According to the latest polls, around 60% of the population supports abortion rights, and while there are significant partisan divides, nearly 40% of Republican voters support it.

Based on these figures, the tenant of the White House, who risks losing control of Congress in November, has been trying since the judgment of June 24 to create a stir among his voters.

After the Kansas vote, he again called on his fellow citizens to “continue to raise their voices to protect women’s rights.”

At the same time, the Democrat is trying to minimize the effects of the reversal of the high court, which has already allowed a dozen states to ban abortions on their soil.

After a first decree to guarantee access to the morning after pill or to protect mobile clinics, he must sign a second directive at 2 p.m., in front of the cameras, and surrounded by numerous ministers.

This text will in particular order his government to examine the means of extending the medical coverage of women forced to travel for an abortion. It also plans to promote research on maternal health, and to seek ways to prevent the denial of care by caregivers.

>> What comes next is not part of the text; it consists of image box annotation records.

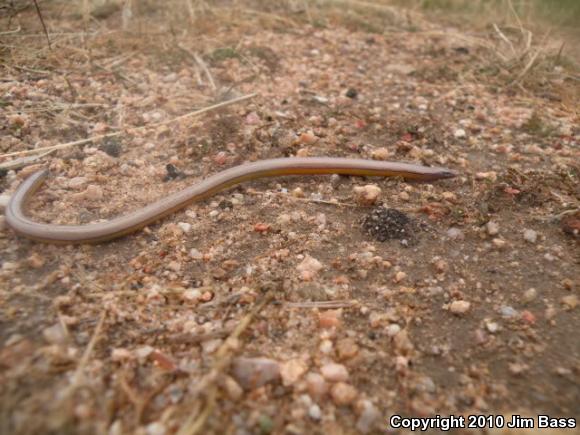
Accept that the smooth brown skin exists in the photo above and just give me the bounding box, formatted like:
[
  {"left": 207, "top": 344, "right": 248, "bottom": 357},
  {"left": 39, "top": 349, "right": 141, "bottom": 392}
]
[{"left": 6, "top": 157, "right": 455, "bottom": 243}]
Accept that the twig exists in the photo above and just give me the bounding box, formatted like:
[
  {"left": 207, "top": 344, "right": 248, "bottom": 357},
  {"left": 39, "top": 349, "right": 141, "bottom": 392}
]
[
  {"left": 282, "top": 300, "right": 358, "bottom": 309},
  {"left": 0, "top": 93, "right": 258, "bottom": 158},
  {"left": 493, "top": 23, "right": 517, "bottom": 57},
  {"left": 0, "top": 26, "right": 22, "bottom": 36},
  {"left": 192, "top": 53, "right": 217, "bottom": 92},
  {"left": 33, "top": 0, "right": 52, "bottom": 50},
  {"left": 0, "top": 150, "right": 54, "bottom": 170},
  {"left": 177, "top": 293, "right": 274, "bottom": 435}
]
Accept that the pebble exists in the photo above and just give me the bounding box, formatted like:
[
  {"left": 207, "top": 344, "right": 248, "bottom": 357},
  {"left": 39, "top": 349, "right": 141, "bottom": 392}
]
[
  {"left": 26, "top": 252, "right": 46, "bottom": 269},
  {"left": 485, "top": 221, "right": 499, "bottom": 236},
  {"left": 353, "top": 184, "right": 382, "bottom": 205},
  {"left": 385, "top": 323, "right": 401, "bottom": 337},
  {"left": 182, "top": 288, "right": 201, "bottom": 302},
  {"left": 111, "top": 347, "right": 133, "bottom": 362},
  {"left": 447, "top": 228, "right": 465, "bottom": 240},
  {"left": 485, "top": 322, "right": 499, "bottom": 334},
  {"left": 524, "top": 287, "right": 538, "bottom": 302},
  {"left": 222, "top": 376, "right": 244, "bottom": 402},
  {"left": 393, "top": 270, "right": 407, "bottom": 284},
  {"left": 320, "top": 363, "right": 348, "bottom": 382},
  {"left": 308, "top": 403, "right": 322, "bottom": 420},
  {"left": 232, "top": 357, "right": 280, "bottom": 390},
  {"left": 491, "top": 237, "right": 507, "bottom": 249},
  {"left": 68, "top": 177, "right": 89, "bottom": 189},
  {"left": 296, "top": 255, "right": 323, "bottom": 281},
  {"left": 475, "top": 171, "right": 497, "bottom": 181},
  {"left": 246, "top": 112, "right": 261, "bottom": 125},
  {"left": 449, "top": 300, "right": 471, "bottom": 314},
  {"left": 74, "top": 184, "right": 104, "bottom": 201},
  {"left": 280, "top": 359, "right": 308, "bottom": 387},
  {"left": 524, "top": 230, "right": 538, "bottom": 243},
  {"left": 42, "top": 323, "right": 68, "bottom": 344},
  {"left": 336, "top": 338, "right": 359, "bottom": 360},
  {"left": 499, "top": 305, "right": 519, "bottom": 319},
  {"left": 306, "top": 372, "right": 328, "bottom": 397},
  {"left": 177, "top": 222, "right": 191, "bottom": 234},
  {"left": 298, "top": 131, "right": 318, "bottom": 144},
  {"left": 135, "top": 346, "right": 155, "bottom": 360},
  {"left": 318, "top": 340, "right": 334, "bottom": 355},
  {"left": 371, "top": 147, "right": 391, "bottom": 160},
  {"left": 145, "top": 421, "right": 167, "bottom": 435},
  {"left": 562, "top": 295, "right": 578, "bottom": 310},
  {"left": 356, "top": 400, "right": 382, "bottom": 434},
  {"left": 330, "top": 382, "right": 358, "bottom": 406}
]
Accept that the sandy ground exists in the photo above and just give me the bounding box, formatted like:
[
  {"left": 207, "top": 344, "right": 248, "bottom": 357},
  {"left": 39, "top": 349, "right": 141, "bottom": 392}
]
[{"left": 0, "top": 3, "right": 580, "bottom": 435}]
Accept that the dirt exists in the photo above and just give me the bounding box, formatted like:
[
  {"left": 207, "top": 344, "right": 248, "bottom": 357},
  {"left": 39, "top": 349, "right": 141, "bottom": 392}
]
[{"left": 0, "top": 2, "right": 580, "bottom": 434}]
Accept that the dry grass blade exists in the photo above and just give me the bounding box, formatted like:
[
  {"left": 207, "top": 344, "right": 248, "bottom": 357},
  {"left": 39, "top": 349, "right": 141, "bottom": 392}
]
[
  {"left": 33, "top": 0, "right": 52, "bottom": 50},
  {"left": 177, "top": 293, "right": 274, "bottom": 435},
  {"left": 0, "top": 94, "right": 257, "bottom": 158},
  {"left": 0, "top": 150, "right": 54, "bottom": 170}
]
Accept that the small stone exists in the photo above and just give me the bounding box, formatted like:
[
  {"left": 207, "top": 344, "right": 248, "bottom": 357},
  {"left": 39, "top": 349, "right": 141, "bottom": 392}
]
[
  {"left": 68, "top": 177, "right": 89, "bottom": 189},
  {"left": 449, "top": 300, "right": 471, "bottom": 315},
  {"left": 320, "top": 363, "right": 348, "bottom": 382},
  {"left": 145, "top": 421, "right": 167, "bottom": 435},
  {"left": 491, "top": 238, "right": 507, "bottom": 249},
  {"left": 318, "top": 340, "right": 334, "bottom": 355},
  {"left": 177, "top": 222, "right": 191, "bottom": 234},
  {"left": 306, "top": 372, "right": 328, "bottom": 397},
  {"left": 299, "top": 131, "right": 318, "bottom": 144},
  {"left": 524, "top": 287, "right": 538, "bottom": 302},
  {"left": 485, "top": 322, "right": 499, "bottom": 334},
  {"left": 561, "top": 295, "right": 578, "bottom": 310},
  {"left": 296, "top": 255, "right": 323, "bottom": 281},
  {"left": 447, "top": 228, "right": 465, "bottom": 240},
  {"left": 485, "top": 221, "right": 499, "bottom": 236},
  {"left": 353, "top": 184, "right": 382, "bottom": 205},
  {"left": 26, "top": 252, "right": 46, "bottom": 269},
  {"left": 499, "top": 305, "right": 519, "bottom": 319},
  {"left": 42, "top": 323, "right": 68, "bottom": 344},
  {"left": 232, "top": 357, "right": 280, "bottom": 390},
  {"left": 371, "top": 147, "right": 391, "bottom": 160},
  {"left": 524, "top": 230, "right": 538, "bottom": 243},
  {"left": 291, "top": 187, "right": 306, "bottom": 198},
  {"left": 280, "top": 359, "right": 308, "bottom": 387},
  {"left": 181, "top": 288, "right": 201, "bottom": 302},
  {"left": 345, "top": 88, "right": 358, "bottom": 99},
  {"left": 308, "top": 403, "right": 322, "bottom": 420},
  {"left": 330, "top": 382, "right": 358, "bottom": 406},
  {"left": 111, "top": 347, "right": 133, "bottom": 362},
  {"left": 222, "top": 376, "right": 244, "bottom": 402},
  {"left": 385, "top": 323, "right": 401, "bottom": 337},
  {"left": 246, "top": 112, "right": 261, "bottom": 125},
  {"left": 475, "top": 171, "right": 497, "bottom": 182},
  {"left": 135, "top": 346, "right": 155, "bottom": 360},
  {"left": 432, "top": 258, "right": 449, "bottom": 273},
  {"left": 561, "top": 278, "right": 574, "bottom": 290},
  {"left": 393, "top": 270, "right": 407, "bottom": 284},
  {"left": 356, "top": 400, "right": 382, "bottom": 434},
  {"left": 336, "top": 338, "right": 358, "bottom": 360}
]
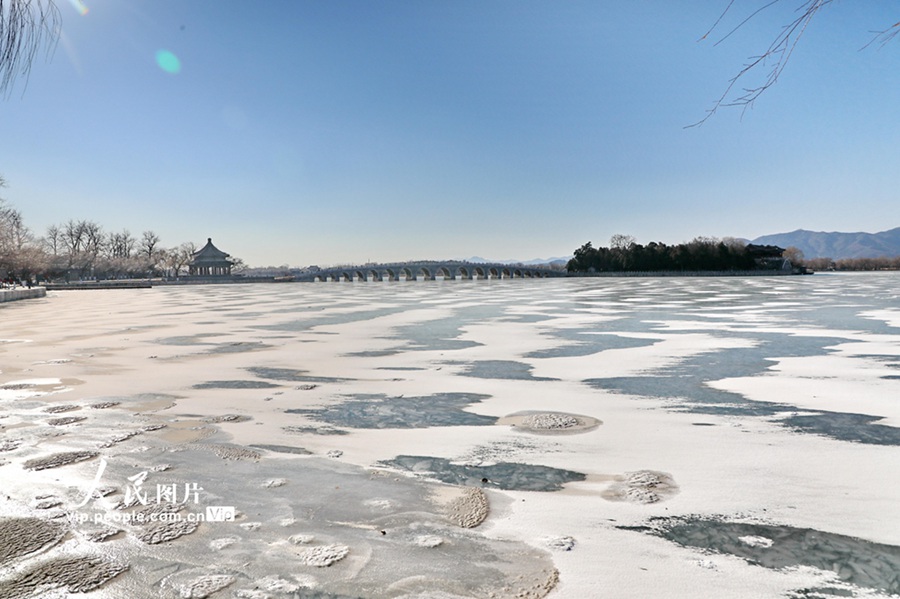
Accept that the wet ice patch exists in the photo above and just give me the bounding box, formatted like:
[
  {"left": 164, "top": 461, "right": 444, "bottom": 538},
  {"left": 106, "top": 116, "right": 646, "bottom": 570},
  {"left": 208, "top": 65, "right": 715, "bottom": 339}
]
[
  {"left": 620, "top": 516, "right": 900, "bottom": 594},
  {"left": 285, "top": 393, "right": 497, "bottom": 428},
  {"left": 380, "top": 455, "right": 586, "bottom": 491}
]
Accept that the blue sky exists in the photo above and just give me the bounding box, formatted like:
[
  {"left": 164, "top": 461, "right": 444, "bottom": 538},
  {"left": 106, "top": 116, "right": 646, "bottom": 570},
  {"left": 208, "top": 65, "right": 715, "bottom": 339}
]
[{"left": 0, "top": 0, "right": 900, "bottom": 266}]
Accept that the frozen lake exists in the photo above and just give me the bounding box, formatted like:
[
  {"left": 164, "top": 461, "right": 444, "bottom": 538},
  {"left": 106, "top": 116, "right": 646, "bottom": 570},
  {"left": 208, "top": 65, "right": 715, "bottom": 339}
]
[{"left": 0, "top": 273, "right": 900, "bottom": 599}]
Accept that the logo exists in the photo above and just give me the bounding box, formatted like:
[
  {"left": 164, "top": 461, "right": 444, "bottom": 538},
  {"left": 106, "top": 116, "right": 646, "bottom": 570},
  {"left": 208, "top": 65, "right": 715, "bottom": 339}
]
[{"left": 206, "top": 505, "right": 234, "bottom": 522}]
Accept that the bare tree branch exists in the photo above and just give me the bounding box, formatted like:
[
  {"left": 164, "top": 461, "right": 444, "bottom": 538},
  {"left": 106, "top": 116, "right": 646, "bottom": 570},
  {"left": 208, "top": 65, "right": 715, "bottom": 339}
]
[
  {"left": 0, "top": 0, "right": 61, "bottom": 94},
  {"left": 688, "top": 0, "right": 832, "bottom": 127}
]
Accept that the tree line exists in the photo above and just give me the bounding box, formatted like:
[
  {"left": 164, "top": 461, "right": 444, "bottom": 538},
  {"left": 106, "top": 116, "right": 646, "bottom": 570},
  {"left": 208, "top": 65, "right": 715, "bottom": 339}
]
[
  {"left": 566, "top": 234, "right": 784, "bottom": 273},
  {"left": 0, "top": 177, "right": 243, "bottom": 281}
]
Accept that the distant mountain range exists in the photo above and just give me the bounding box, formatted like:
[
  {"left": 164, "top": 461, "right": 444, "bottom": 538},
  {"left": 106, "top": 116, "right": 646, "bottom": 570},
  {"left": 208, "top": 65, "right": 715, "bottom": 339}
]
[{"left": 752, "top": 227, "right": 900, "bottom": 260}]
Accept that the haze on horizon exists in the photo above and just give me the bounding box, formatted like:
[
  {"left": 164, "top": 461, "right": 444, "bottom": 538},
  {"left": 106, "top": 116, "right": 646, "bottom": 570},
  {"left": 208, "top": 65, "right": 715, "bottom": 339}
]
[{"left": 0, "top": 0, "right": 900, "bottom": 266}]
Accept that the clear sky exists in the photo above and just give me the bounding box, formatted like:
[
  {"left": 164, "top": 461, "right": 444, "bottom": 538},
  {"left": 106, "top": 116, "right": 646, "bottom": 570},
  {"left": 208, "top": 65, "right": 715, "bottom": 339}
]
[{"left": 0, "top": 0, "right": 900, "bottom": 266}]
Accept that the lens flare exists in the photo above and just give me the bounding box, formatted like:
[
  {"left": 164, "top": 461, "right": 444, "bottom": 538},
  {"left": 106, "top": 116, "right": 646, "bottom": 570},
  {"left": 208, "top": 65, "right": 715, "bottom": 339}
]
[
  {"left": 156, "top": 50, "right": 181, "bottom": 75},
  {"left": 69, "top": 0, "right": 87, "bottom": 17}
]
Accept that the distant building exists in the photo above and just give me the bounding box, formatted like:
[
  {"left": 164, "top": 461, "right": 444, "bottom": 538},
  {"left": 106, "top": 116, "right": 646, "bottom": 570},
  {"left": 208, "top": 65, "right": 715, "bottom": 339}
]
[{"left": 188, "top": 237, "right": 234, "bottom": 277}]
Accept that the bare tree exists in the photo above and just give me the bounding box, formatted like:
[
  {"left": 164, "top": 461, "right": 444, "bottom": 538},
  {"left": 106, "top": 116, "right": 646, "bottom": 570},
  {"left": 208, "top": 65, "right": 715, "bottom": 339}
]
[
  {"left": 609, "top": 233, "right": 636, "bottom": 250},
  {"left": 140, "top": 231, "right": 159, "bottom": 262},
  {"left": 689, "top": 0, "right": 900, "bottom": 127},
  {"left": 0, "top": 0, "right": 61, "bottom": 94}
]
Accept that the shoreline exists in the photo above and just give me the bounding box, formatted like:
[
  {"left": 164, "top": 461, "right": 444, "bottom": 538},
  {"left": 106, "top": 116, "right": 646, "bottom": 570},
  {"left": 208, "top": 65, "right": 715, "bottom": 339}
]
[{"left": 0, "top": 277, "right": 900, "bottom": 599}]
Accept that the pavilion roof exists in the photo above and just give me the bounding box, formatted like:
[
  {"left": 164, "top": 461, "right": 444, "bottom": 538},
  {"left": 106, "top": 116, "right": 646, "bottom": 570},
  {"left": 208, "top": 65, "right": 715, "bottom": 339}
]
[{"left": 191, "top": 237, "right": 230, "bottom": 264}]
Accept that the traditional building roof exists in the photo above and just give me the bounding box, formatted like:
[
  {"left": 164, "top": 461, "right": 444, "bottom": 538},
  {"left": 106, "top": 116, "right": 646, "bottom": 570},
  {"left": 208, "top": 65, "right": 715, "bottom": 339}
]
[
  {"left": 191, "top": 237, "right": 231, "bottom": 264},
  {"left": 188, "top": 237, "right": 234, "bottom": 277}
]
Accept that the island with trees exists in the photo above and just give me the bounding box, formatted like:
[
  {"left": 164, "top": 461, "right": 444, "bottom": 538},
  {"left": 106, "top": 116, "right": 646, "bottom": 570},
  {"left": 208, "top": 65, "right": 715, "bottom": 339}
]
[{"left": 566, "top": 235, "right": 806, "bottom": 275}]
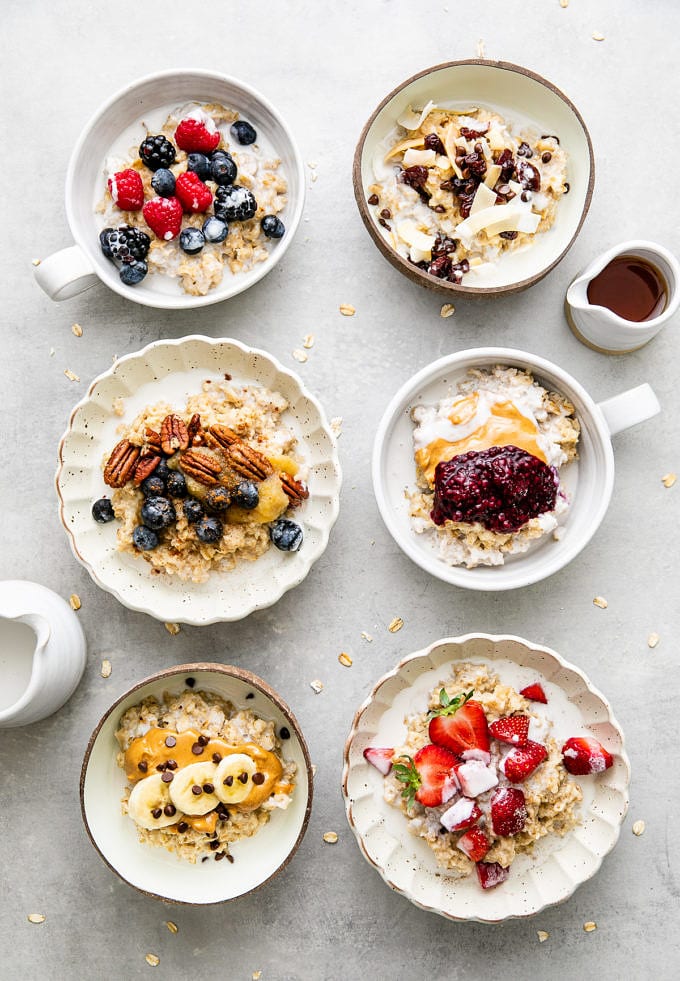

The day before, his Minister of Justice had already filed a complaint against an Idaho law, for fear that it would force doctors to refuse to perform abortions even in the event of a medical emergency.

But all these initiatives have a limited scope and, in the long term, aborting will be almost impossible in half of the 50 states of the country, especially in the south and the more religious center where the Republicans have solid majorities.

Conversely, progressive states seek to sanctify the right to abortion and voters in California, Michigan, Nevada and Vermont will vote, in turn, this year on protective measures.